I'm using PHP version 5.6 and I can't figure out why the regular expression won't match the second row correctly.
$str = '<tr><td class="DH">Sale Date</td></tr><tr><td class="DD">10-MAR-15</td></tr><tr><td class="DD">18-APR-17</td></tr>';
preg_match_all('/<tr>.*?class="D.*?<\/tr>/', $str, $matches);
print_r($matches);
preg_match_all('/<tr>.*?class="DH.*?<\/tr>/', $str, $matches);
print_r($matches);
preg_match_all('/<tr>.*?class="DD.*?<\/tr>/', $str, $matches);
print_r($matches);
This code outputs:
Array
(
[0] => Array
(
[0] => <tr><td class="DH">Sale Date</td></tr>
[1] => <tr><td class="DD">10-MAR-15</td></tr>
[2] => <tr><td class="DD">18-APR-17</td></tr>
)
)
Array
(
[0] => Array
(
[0] => <tr><td class="DH">Sale Date</td></tr>
)
)
Array
(
[0] => Array
(
[0] => <tr><td class="DH">Sale Date</td></tr><tr><td class="DD">10-MAR-15</td></tr>
[1] => <tr><td class="DD">18-APR-17</td></tr>
)
)
The regex essentially means match all shortest sequences between <tr>
and </tr>
that contain class="D
.
Notice how the first regex matches all 3 rows individually correctly.

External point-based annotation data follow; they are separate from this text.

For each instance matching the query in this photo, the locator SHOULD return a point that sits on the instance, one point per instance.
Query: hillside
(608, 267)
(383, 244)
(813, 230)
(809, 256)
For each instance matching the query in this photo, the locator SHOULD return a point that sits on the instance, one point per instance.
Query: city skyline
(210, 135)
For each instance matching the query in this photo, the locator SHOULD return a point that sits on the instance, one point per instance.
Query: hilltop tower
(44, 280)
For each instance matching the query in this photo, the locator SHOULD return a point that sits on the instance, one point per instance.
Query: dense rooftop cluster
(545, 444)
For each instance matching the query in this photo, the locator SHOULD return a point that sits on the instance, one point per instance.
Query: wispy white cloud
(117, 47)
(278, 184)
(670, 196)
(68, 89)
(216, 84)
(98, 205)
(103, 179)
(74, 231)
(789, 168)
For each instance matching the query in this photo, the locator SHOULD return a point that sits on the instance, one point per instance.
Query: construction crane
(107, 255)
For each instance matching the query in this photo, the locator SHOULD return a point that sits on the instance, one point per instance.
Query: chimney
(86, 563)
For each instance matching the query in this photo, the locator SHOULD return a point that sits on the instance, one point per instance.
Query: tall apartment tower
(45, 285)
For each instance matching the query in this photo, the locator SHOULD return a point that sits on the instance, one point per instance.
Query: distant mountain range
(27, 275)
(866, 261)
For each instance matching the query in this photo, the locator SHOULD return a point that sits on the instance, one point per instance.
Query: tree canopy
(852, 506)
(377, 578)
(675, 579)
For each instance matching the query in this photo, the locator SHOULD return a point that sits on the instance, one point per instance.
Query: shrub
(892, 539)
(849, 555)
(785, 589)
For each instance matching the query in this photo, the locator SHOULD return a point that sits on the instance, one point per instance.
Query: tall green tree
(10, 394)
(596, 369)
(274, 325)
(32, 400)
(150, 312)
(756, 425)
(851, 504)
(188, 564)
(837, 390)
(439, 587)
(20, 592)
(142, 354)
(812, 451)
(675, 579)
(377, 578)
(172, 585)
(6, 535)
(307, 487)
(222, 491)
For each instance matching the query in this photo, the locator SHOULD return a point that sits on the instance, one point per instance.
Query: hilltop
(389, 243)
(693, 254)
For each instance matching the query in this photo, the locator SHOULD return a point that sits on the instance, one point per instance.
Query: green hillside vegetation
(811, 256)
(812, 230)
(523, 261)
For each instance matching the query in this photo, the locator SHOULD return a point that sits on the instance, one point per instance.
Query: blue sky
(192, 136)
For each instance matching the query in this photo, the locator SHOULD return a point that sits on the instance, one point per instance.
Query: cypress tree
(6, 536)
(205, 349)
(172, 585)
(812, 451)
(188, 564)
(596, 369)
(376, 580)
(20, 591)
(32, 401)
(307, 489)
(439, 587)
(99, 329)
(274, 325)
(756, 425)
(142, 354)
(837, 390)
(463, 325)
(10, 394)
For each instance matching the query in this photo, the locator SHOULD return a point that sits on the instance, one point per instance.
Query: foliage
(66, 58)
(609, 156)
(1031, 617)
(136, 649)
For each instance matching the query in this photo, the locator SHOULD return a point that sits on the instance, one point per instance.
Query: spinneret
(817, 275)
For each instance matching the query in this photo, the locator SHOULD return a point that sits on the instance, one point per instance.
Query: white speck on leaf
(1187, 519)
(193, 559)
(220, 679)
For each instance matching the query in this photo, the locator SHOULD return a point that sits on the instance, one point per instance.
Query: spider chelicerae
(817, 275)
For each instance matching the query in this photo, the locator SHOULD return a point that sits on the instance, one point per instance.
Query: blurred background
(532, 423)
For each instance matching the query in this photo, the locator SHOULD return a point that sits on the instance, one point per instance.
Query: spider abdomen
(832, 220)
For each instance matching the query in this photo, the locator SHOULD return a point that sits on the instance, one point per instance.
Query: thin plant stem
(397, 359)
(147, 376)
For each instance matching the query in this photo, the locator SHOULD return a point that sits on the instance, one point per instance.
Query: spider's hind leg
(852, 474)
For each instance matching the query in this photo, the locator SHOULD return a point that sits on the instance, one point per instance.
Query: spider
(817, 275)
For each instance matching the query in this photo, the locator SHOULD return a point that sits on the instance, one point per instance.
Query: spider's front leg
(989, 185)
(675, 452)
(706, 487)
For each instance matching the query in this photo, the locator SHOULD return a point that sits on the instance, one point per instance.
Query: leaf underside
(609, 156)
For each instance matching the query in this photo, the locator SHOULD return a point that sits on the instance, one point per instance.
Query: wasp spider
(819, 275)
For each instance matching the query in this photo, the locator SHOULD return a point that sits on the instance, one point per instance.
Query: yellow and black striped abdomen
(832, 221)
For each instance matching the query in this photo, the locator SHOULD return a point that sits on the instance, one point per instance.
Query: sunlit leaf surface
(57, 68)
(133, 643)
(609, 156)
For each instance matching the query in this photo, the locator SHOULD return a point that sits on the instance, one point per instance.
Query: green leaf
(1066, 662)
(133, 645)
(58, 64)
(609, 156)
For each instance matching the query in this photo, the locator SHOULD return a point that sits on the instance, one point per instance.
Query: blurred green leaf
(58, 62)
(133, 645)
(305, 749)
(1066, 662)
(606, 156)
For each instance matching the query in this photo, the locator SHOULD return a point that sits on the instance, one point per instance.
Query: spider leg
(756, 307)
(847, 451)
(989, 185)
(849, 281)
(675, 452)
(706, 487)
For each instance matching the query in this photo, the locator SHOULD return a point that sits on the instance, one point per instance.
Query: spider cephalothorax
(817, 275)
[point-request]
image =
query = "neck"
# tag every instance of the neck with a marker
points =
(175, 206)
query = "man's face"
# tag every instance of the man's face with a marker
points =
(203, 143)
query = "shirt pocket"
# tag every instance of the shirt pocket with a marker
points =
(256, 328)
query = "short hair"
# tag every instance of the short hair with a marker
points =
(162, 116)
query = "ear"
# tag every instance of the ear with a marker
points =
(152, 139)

The second one does the same but wants the row to contain class="DH
which it does correctly.
The third regex is supposed to match the other rows which contain class="DD
. For some reason only the first result (corresponding to the second table row) wants to include the previous row.
Even if I add a space between </tr>
and <tr>
as in </tr> <tr>
I'm getting the same result. However, if I insert a line break things work.
Can anyone explain what's going on and how to fix my code?
/<tr>.*?class="DD.*?/
says "find <tr>
, then match everything until you find class="DD"
. So it sees:
<tr><td class="DH">Sale Date</td></tr><tr><td class="DD">
and matches the first <tr>
, then the .*
matches <td class="DH">Sale Date</td></tr><tr><td
, then it sees class="DH"
which matches the next part.
When you add a line break, .*
stops matching, so it makes it work.